Ivaneck, homem ingênuo, de coração
generoso e alegre, era servo do palácio de um rico senhor. Uma vez, com o carro
do patrão, puxado por dois negros muito fortes, foi até o bosque, a fim de
trazer lenha. Ao regressar sozinho, passou diante do moinho de Bartek.
O
bom moleiro, Bartek, tinha um temperamento alegre e gostava da companhia dos
amigos e das conversas amenas e honestas. Oferecia, sempre que vinham
visitá-lo, copázios cheios de boa cerveja, de sua fabricação.
Ivaneck
fez parar os bois. Desceu, com um pulo, do carro. E entrou no moinho. Mais eis
que, no mesmo instante, se retirou horrorizado. Bartek, o alegre parceiro,
jazia em terra, imerso numa poça de sangue.
Ao
redor, reinavam a desordem e a confusão. Móveis fora do lugar, sacos rasgados
ou revirados, montes de farinha esparramada aqui e ali. Um verdadeiro caos.
Ivaneck
tratou de recompor-se e vencer o primeiro impulso de terror. E voltou para
examinar o pobre homem. Estaria morto já o pobre? Poderia talvez ser reanimado.

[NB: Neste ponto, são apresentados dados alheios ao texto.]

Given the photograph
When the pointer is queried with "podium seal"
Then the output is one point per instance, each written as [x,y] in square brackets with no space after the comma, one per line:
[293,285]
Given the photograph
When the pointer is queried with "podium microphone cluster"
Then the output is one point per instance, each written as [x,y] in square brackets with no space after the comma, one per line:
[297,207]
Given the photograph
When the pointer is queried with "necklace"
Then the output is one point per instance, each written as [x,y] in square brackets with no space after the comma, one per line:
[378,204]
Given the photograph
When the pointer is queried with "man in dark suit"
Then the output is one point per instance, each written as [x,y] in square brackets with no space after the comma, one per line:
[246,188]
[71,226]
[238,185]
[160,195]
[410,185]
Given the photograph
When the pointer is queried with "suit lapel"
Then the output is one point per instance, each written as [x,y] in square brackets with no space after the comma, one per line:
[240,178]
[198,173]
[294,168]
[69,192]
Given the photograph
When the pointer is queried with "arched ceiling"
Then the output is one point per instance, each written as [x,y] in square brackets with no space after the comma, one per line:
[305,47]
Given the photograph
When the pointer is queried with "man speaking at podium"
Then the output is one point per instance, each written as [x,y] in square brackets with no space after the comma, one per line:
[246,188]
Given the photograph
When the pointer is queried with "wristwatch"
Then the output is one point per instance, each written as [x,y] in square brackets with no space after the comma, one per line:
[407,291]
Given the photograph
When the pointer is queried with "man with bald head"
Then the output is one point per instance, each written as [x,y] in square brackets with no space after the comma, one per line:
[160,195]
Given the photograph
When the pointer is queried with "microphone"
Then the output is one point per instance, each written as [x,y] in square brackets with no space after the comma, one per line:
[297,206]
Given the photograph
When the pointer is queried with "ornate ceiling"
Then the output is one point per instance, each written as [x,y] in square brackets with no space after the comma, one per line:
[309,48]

Enquanto o simplório, perplexo, observava o rosto do amigo, dois policiais
irromperam no moinho.
-
Já tínhamos sido informados, disse um deles, que este lugar havia cenário de um
crime. O que não podíamos nunca imaginar era a sorte de ainda apanhar o
culpado.
Ivaneck
não compreendeu o que ele dissera:
-
Venham me ajudar a socorrer o meu amigo, se ainda houver socorro para ele.
-
O quê? - bradou um deles, bastante vermelho, de tanta raiva. - Você é o
criminoso do tipo cínico que, depois de tirar a vida de um pobre homem, ainda
tem a coragem de falar em socorrê-lo.
O
bom servo olhou espantado para o acusador. Ele, assassino?… Como poderiam
aqueles dois senhores, que representavam a lei, e que por isso deveriam ser
paladinos da justiça, guardiães do bom-senso, pensar sequer que ele tivesse
matado o moleiro? As duas autoridades não estavam compreendendo nada. Só
bastava apenas olhar-lhe a face e ver que ele não havia matado ninguém. Logo
ele, que era incapaz de matar uma mosca. Deveriam os dois estarem, certamente,
gracejando. Ou talvez estivessem mangando com ele, com o fito de amedrontá-lo.
Mas
os policiais lhe tiraram toda e qualquer ilusão, quando o agarraram e lhe
passaram as algemas nos pulsos. Depois, levaram Ivaneck até o juiz.
O
juiz, mais truculento e menos perspicaz que os subordinados, condenou Ivaneck à
morte, por assassínio. E a execução deveria realizar-se imediatamente, na praça
da vila.
O
carrasco apareceu logo, a fim de preparar o patíbulo: um tablado, um cepo de
madeira, um machado afiado e cordas, para serem amarradas nas mãos do
condenado.
Ivaneck,
uma vez que não podia esperar justiça dos homens, invocou a Cristo, diante das
autoridades:
-
Meu Senhor, tu és a luz. Meu Cristo Jesus, só o Senhor que lê nas almas dos
homens. Me mostra, agora, com um milagre, a minha inocência. Salva-me.
Quando
chegou à hora da execução, a praça estava lotada. O carrasco, agarrado ao
machado bem afiado, atirou-o, com feroz violência, ao pescoço do pobre rapaz.
Mas, para assombro de todo o povo, a cabeça de Ivaneck não caiu no tablado.
Ficou, milagrosamente presa ao pescoço de Ivaneck, e sem nenhuma arranhadela
sequer. Milagre! Milagre! - ouviram-se vários gritos. Então, o carrasco, mais
furioso que antes, tentou o segundo golpe. Mas a lâmina, que o carrasco afiou
com capricho, se embotou, como se tivesse golpeado uma placa de ferro.
Diante
daquilo, o carrasco, aterrorizado e humilhado pelo fiasco, saiu a correr, numa
disparada, e envergonhado pelas vaias da multidão.
Muitos
jovens, imediatamente, se atiraram ao cadafalso, desamarraram os pés e as mãos
de Ivaneck. E o carregaram em triunfo, chamando-lhe santo.
O
juiz também seguiu o exemplo do carrasco: tratou de fugir, antes que o povo
desse pela presença dele.
Ivaneck, depois da terrível aventura e da milagrosa salvação, retirou-se a um bosque. E, ali, viveu, nutrindo-se de ervas e de frutas silvestres, até completar cem anos. Dava ele nobres conselhos aos que o procuravam. E, ainda, falava com Deus. Quando morreu, todo o povo da Polônia chorou a sua ausência.